THE unresolved question is, how will this economy of the future function when millions of people can make and share goods and services nearly free? The answer lies in the civil society, which consists of nonprofit organizations that attend to the things in life we make and share as a community. In dollar terms, the world of nonprofits is a powerful force. Nonprofit revenues grew at a robust rate of 41 percent — after adjusting for inflation — from 2000 to 2010, more than doubling the growth of gross domestic product, which increased by 16.4 percent during the same period. In 2012, the nonprofit sector in the United States accounted for 5.5 percent of G.D.P.
What makes the social commons more relevant today is that we are constructing an Internet of Things infrastructure that optimizes collaboration, universal access and inclusion, all of which are critical to the creation of social capital and the ushering in of a sharing economy. The Internet of Things is a game-changing platform that enables an emerging collaborative commons to flourish alongside the capitalist market.
This collaborative rather than capitalistic approach is about shared access rather than private ownership. For example, 1.7 million people globally are members of car-sharing services. A recent survey found that the number of vehicles owned by car-sharing participants decreased by half after joining the service, with members preferring access over ownership. Millions of people are using social media sites, redistribution networks, rentals and cooperatives to share not only cars but also homes, clothes, tools, toys and other items at low or near zero marginal cost. The sharing economy had projected revenues of $3.5 billion in 2013.

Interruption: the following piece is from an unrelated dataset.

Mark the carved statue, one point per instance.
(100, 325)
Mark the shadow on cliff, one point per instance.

Nowhere is the zero marginal cost phenomenon having more impact than the labor market, where workerless factories and offices, virtual retailing and automated logistics and transport networks are becoming more prevalent. Not surprisingly, the new employment opportunities lie in the collaborative commons in fields that tend to be nonprofit and strengthen social infrastructure — education, health care, aiding the poor, environmental restoration, child care and care for the elderly, the promotion of the arts and recreation. In the United States, the number of nonprofit organizations grew by approximately 25 percent between 2001 and 2011, from 1.3 million to 1.6 million, compared with profit-making enterprises, which grew by a mere one-half of 1 percent. In the United States, Canada and Britain, employment in the nonprofit sector currently exceeds 10 percent of the work force.
Despite this impressive growth, many economists argue that the nonprofit sector is not a self-sufficient economic force but rather a parasite, dependent on government entitlements and private philanthropy. Quite the contrary. A recent study revealed that approximately 50 percent of the aggregate revenue of the nonprofit sectors of 34 countries comes from fees, while government support accounts for 36 percent of the revenues and private philanthropy for 14 percent.
As for the capitalist system, it is likely to remain with us far into the future, albeit in a more streamlined role, primarily as an aggregator of network services and solutions, allowing it to thrive as a powerful niche player in the coming era. We are, however, entering a world partly beyond markets, where we are learning how to live together in an increasingly interdependent, collaborative, global commons.